|Publication number||US4376498 A|
|Application number||US 06/193,122|
|Publication date||Mar 15, 1983|
|Filing date||Oct 2, 1980|
|Priority date||Oct 2, 1980|
|Publication number||06193122, 193122, US 4376498 A, US 4376498A, US-A-4376498, US4376498 A, US4376498A|
|Inventors||George B. Davis, Jr.|
|Original Assignee||Davis George B Jun|
|Export Citation||BiBTeX, EndNote, RefMan|
|Patent Citations (4), Referenced by (54), Classifications (7)|
|External Links: USPTO, USPTO Assignment, Espacenet|
The present invention is a hand-held pneumatic caulking gun wherein the pneumatic pressure, operative to drive a caulk driving piston through the gun, is continuously applied to the piston and wherein piston gripping means physically hold the piston from movement against the caulking until manually freed by a piston releasing trigger. Movement of the trigger in releasing the piston, further operates a breaking mechanism that selectively regulates the rate the piston may advance after release and therefore regulates the rate at which caulking is driven from the gun.
Upon completion of a caulking step and therefore to prevent the normally slow dribble of caulking from the cartridge nozzle as the result of a continuing piston pressure upon the caulking within the cartridge, the gun includes means for manually forcing the piston backwards against the driving pressure within its pneumatic system and thereby to relieve this pressure upon the caulking as required to stop further dribble of caulking from the nozzle.
When it is required to return the piston to its initial or retracted position upon the completion of a caulking operation as by the emptying of the cartridge, a valving structure within the gun is operative to redirect the pneumatic piston driving pressure as required to forcefully return the piston to its initial or retracted position.
It is an object of the present invention to provide a pneumatic caulking gun wherein a piston is caused to be pneumatically driven through the caulk containing receptacle of the gun by pneumatic pressure contained within the gun and in a manner to force caulking from the gun in a smoothly controlled and manually regulated manner.

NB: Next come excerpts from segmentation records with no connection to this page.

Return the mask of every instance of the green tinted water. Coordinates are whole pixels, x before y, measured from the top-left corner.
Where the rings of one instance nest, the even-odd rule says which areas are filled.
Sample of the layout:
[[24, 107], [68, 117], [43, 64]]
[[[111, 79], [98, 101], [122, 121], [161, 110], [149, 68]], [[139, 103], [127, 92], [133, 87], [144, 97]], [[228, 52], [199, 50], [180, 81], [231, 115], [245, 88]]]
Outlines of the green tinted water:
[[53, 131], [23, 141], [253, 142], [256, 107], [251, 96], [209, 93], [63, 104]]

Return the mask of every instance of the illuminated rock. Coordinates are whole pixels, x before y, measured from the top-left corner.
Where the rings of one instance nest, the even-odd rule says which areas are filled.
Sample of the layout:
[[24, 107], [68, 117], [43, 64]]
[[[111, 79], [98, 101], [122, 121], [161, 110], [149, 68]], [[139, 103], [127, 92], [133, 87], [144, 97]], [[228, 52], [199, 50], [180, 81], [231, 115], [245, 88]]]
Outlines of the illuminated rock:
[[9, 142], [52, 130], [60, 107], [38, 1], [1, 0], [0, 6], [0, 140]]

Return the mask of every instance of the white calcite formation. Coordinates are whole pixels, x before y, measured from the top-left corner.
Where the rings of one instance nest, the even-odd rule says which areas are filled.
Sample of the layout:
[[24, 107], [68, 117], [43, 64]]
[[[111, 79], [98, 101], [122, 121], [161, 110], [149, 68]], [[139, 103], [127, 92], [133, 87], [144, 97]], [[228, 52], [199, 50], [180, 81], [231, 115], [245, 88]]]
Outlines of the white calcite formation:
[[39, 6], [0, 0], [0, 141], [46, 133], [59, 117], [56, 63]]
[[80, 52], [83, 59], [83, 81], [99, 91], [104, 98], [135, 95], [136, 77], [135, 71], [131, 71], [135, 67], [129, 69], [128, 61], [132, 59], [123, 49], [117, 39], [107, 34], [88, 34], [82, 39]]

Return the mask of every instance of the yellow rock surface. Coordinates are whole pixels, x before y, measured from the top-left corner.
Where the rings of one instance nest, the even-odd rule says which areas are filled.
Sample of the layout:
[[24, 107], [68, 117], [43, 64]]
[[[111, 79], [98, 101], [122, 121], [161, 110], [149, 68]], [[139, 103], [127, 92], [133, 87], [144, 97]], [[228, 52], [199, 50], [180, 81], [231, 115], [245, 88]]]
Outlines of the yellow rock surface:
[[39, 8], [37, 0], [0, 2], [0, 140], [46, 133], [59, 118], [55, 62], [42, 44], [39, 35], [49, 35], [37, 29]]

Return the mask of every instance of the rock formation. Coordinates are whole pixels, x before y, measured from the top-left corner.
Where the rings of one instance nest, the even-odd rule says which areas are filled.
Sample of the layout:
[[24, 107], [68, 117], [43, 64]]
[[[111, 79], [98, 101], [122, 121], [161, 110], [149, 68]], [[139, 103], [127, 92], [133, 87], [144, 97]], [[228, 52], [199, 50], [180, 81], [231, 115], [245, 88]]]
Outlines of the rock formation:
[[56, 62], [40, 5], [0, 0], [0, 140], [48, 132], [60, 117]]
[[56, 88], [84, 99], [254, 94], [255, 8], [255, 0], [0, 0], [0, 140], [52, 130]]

A further object is to provide a pneumatically driven caulking gun wherein the pneumatic pressure is continuously applied to the base of the caulk driving piston of the gun and wherein piston movement against the caulking is regulated and controlled by selectively releasing the piston from a held position against this continuously applied pressure.
A still further object is to provide a hand-held pneumatic caulking gun wherein a manually controlled breaking system within the gun selectively regulates the rate the caulk driving piston is allowed to advance against the caulking after being released from its held position.
An additional object is to provide a hand-held pneumatic caulking gun wherein the pneumatically driven caulk driving piston of the gun may be manually driven backwards against this driving pneumatic pressure for releaving piston pressure upon the caulking being dispensed.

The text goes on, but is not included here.